A 1960s london estate has won a supreme Civic Trust award as the best of the 1025 projects that have won awards in the past four decades. The estate, Churchill Gardens in London’s Pimlico, was granted the distinction to celebrate the 40th anniversary of Civic Trust awards.

In addition, the trust announced the largest number of architecture and environmental design winners for almost 30 years. A total of 38 awards were announced last night in the Neptune Court of the National Maritime Museum in Greenwich, itself one of this year’s winners.

Civic Trust awards manager Julia Thrift said:“The last time we gave 38 awards was in 1971. The fact that our judges felt able to give 38 this year is a clear indication of a renaissance in British architecture.”

The fact that our judges gave 38 awards is a clear indication of a renaissance

Julia Thrift, Awards Manager

Churchill Gardens has been widely acclaimed as one of the greatest products of an open design competition for public housing.

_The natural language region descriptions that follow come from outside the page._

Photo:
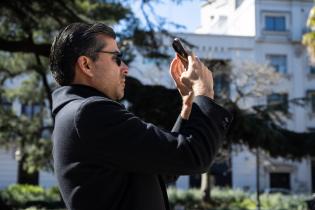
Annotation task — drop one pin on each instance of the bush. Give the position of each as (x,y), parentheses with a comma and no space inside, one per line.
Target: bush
(228,199)
(22,196)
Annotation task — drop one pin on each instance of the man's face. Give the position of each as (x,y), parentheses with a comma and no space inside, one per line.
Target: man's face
(108,76)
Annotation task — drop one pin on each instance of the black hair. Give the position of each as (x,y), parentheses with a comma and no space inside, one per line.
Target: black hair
(72,41)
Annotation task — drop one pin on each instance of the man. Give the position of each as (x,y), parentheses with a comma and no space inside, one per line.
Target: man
(104,156)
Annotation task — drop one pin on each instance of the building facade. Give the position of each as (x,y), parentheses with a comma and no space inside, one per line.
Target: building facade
(259,31)
(264,31)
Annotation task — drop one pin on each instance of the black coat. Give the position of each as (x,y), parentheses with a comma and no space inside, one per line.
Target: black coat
(107,158)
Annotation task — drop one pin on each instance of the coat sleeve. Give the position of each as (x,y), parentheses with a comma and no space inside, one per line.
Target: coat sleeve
(116,138)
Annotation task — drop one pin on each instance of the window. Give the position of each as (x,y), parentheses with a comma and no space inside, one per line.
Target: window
(30,109)
(278,101)
(238,3)
(311,98)
(279,62)
(221,84)
(280,180)
(275,23)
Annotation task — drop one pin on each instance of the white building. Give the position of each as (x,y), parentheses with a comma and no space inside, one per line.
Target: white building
(264,31)
(261,31)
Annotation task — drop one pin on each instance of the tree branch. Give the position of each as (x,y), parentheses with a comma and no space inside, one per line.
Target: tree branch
(26,46)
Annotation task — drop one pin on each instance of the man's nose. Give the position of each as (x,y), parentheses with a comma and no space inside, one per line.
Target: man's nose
(124,68)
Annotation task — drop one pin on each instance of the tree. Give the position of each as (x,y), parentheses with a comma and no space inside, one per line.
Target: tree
(27,29)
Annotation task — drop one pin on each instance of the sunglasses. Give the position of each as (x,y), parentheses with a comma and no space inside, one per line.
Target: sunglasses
(118,56)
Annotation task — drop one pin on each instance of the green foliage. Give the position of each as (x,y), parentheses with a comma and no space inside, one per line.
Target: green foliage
(188,198)
(20,195)
(228,199)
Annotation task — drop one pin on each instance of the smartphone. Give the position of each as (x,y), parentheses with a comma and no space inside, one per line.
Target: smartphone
(181,52)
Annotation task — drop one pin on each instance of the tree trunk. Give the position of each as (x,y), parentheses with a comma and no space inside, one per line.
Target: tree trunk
(205,187)
(23,177)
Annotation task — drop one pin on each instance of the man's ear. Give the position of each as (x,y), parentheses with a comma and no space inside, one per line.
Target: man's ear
(85,65)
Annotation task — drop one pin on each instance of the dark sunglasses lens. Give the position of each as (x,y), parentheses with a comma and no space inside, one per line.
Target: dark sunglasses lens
(119,59)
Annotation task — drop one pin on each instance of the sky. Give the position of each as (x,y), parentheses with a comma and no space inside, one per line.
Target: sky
(187,13)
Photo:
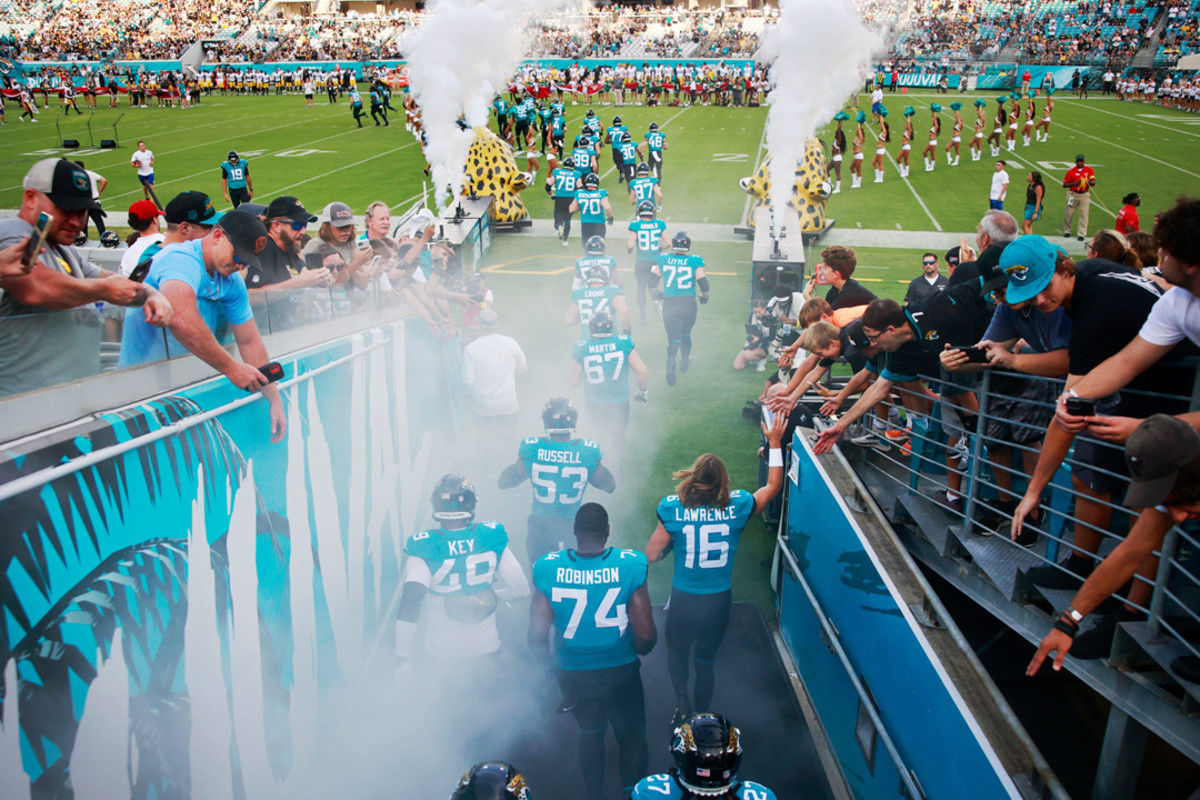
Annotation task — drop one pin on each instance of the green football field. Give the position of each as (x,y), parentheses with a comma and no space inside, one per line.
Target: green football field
(318,155)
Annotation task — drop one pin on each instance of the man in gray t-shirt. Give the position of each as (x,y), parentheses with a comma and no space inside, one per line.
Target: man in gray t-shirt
(49,325)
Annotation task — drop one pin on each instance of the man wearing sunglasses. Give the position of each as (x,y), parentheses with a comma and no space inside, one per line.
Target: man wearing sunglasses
(928,283)
(281,265)
(203,281)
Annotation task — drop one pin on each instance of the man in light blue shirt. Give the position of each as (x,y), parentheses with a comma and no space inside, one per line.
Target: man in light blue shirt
(203,281)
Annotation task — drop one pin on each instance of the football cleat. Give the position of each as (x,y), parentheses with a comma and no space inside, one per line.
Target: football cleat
(454,498)
(707,752)
(559,415)
(492,781)
(601,324)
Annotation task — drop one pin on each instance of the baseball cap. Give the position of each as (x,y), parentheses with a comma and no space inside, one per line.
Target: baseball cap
(856,336)
(291,209)
(252,209)
(144,210)
(1029,263)
(1155,452)
(991,275)
(337,215)
(247,234)
(420,221)
(67,185)
(192,206)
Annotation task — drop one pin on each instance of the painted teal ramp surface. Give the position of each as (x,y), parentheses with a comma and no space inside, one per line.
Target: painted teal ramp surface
(919,709)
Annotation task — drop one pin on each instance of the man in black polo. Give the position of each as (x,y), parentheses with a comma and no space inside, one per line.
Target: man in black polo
(282,265)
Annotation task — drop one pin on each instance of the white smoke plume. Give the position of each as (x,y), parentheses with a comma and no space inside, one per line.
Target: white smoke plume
(461,56)
(820,52)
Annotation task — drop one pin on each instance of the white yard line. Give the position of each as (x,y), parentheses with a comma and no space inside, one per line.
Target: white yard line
(1133,119)
(1110,144)
(754,166)
(911,188)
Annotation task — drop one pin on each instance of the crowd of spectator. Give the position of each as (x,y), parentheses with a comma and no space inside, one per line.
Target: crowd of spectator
(1181,34)
(1061,337)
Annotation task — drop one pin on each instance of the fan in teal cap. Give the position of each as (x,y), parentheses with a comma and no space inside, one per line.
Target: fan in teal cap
(1030,263)
(935,127)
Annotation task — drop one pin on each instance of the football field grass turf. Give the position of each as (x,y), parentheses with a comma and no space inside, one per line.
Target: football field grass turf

The competition to design the estate was launched by the former London County Council in 1946 and the scheme was intended to be a model for post-war housing development. It was won by young architectural graduates Philip Powell and Hidalgo Moya, whose design featured eight-storey slabs running at right angles to the River Thames.

Lottery-funded attractions feature prominently among this year’s winners. They include the BFI London Imax Cinema designed by Avery Associates, Anthony Gormley’s Angel of the North in Gateshead, the Ikon Gallery in Birmingham by Levitt Bernstein Associates, and Michael Hopkins and Partners’ Dynamic Earth in Edinburgh.